With the many advances in technology that have happened over the years, lenses have become better and better at reducing flare from sun and light overall. This has to do with how glass has become better and how the chemistry involved in the coatings has improved.
Many, many years ago back in the film days, photographers needed to use UV filters with their lenses. One of the biggest reasons for this had to do with glare from the sun and extraneous light that caused flaring that didn’t look so great. Indeed though, lens flare can sometimes look great but it is very situational.
Then the digital photography revolution happened, and the UV filters started to degrade the image quality that you’d see. The reason for this had to do with the glass involved.
So lens manufacturers started to incorporate glass into their lenses that cut down on flaring. But only a couple of years afterward, the filter manufacturers started to create filters with much better glass. The prices varied with B&W being the most expensive. Granted, you get what you pay for with a B&W filter due to the brass ring that won’t get stuck on any lens you mount it to.
And with lenses now just so good at cutting down flare, how has the UV filter been affected?

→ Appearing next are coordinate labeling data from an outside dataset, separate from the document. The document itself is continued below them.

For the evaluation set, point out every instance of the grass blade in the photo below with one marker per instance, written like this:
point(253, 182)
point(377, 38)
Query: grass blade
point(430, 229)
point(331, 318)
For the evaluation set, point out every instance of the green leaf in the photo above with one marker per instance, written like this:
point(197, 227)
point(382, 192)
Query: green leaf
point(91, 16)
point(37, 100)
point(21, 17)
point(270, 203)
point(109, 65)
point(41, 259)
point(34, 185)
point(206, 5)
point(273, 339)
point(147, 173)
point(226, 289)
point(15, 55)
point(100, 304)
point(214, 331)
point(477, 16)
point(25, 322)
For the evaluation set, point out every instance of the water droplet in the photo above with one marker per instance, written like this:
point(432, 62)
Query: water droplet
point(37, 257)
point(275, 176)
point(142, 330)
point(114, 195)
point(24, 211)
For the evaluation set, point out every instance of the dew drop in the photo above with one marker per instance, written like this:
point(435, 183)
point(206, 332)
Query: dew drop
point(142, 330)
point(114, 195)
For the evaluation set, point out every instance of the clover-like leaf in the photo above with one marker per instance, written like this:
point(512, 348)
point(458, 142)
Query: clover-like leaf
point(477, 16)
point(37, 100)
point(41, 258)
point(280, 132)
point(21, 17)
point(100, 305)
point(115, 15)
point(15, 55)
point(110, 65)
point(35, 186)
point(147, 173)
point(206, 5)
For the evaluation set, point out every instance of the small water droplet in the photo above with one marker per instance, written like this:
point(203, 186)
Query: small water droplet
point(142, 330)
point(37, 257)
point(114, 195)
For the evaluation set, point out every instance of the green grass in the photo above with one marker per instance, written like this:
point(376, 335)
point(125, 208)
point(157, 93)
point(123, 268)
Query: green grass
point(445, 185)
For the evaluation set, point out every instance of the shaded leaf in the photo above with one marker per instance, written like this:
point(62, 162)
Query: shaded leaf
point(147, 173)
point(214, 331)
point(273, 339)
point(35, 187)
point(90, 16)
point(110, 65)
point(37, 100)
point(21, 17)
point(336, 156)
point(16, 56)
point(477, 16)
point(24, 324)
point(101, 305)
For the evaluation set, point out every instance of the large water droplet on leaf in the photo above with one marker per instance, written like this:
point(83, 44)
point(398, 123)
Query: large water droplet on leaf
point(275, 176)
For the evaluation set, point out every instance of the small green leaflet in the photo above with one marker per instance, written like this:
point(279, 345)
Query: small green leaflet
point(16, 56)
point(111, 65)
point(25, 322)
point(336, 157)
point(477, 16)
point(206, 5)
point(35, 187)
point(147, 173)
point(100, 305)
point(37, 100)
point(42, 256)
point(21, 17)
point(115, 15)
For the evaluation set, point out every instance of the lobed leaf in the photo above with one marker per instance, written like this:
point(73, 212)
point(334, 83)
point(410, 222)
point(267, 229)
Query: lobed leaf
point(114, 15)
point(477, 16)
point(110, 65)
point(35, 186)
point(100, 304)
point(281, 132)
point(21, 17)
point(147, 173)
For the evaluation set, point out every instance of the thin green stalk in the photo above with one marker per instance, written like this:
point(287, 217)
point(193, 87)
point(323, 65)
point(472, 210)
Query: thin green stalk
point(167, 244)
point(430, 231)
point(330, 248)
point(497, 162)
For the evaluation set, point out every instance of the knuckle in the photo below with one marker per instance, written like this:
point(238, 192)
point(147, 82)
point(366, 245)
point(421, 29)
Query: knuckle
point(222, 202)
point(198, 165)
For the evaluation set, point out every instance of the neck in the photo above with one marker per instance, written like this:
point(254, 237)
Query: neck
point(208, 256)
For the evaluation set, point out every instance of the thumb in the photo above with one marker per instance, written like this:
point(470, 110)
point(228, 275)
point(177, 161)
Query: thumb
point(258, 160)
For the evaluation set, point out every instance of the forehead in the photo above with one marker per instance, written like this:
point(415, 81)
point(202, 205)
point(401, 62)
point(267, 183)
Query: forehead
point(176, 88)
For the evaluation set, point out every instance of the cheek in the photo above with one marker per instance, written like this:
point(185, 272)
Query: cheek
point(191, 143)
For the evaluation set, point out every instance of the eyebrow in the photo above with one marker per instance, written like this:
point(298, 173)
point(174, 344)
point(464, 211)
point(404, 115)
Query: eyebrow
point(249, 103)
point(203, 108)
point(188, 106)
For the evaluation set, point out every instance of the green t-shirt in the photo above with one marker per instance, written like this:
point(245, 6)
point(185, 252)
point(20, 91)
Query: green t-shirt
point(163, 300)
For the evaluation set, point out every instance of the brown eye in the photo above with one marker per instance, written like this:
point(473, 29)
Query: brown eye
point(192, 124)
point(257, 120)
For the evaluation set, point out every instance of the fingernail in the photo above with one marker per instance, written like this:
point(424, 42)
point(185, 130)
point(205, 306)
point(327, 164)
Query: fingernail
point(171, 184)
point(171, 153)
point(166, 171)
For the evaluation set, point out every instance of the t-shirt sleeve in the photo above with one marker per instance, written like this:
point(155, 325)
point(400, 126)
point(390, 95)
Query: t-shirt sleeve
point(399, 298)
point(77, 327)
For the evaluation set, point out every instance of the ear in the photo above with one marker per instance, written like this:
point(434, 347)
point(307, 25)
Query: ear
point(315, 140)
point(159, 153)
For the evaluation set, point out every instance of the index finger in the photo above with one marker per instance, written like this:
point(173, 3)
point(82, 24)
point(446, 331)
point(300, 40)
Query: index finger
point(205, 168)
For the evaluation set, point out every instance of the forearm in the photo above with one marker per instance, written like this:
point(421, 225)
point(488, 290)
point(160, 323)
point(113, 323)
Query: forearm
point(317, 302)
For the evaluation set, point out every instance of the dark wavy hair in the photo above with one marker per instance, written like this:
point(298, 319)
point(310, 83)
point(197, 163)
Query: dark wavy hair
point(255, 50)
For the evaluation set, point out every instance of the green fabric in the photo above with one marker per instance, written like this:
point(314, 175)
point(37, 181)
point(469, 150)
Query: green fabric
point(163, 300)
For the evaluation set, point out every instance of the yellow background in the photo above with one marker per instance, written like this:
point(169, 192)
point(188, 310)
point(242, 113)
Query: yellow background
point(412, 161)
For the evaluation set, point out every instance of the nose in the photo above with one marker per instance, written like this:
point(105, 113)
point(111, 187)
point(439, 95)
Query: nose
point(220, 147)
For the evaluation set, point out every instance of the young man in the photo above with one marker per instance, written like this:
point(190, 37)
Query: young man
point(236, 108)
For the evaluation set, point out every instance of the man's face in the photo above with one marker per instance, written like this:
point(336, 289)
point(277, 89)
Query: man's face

UV filters are still sold everywhere and they still find ways to cut down even more flare. The improvements to the glass have also been made and any sort of image quality difference is negligible–especially with how good post-production software has become. But what many folks don’t understand is that the UV filter still provides a very strong protective covering for the front element of your lens.
Work in a rough environment? Out in the mountains? Or the desert? Or are you a busy photojournalist where your gear gets tumbled around?
Or are you just a klutz?
The UV filter protects the front of your lens in the way that some lens hoods can’t. While a lens hood provides extra contrast and cuts down glare, it can’t necessarily stop full on contact with your lens. A few years back, I had my camera in a bag when the bag fell. I had a lens in the camera bag, too, and what I found later is that the filter took the brunt of the hit and completely shattered–protecting the front element of the lens and the lens itself. As a kid right out of college, the cost of replacing the lens would have been much greater than replacing the UV filter.
So where does that leave the UV filter? If you’re a new photographer who isn’t the most careful with gear, get a UV filter. Additionally, pros often need filters for protection depending on the situations that they’re in on a daily basis.
A true fact is that many of you reading this blog also probably don’t have insurance on your gear. You should, and one way to have extra insurance on your lenses is to have a UV filter if you need it.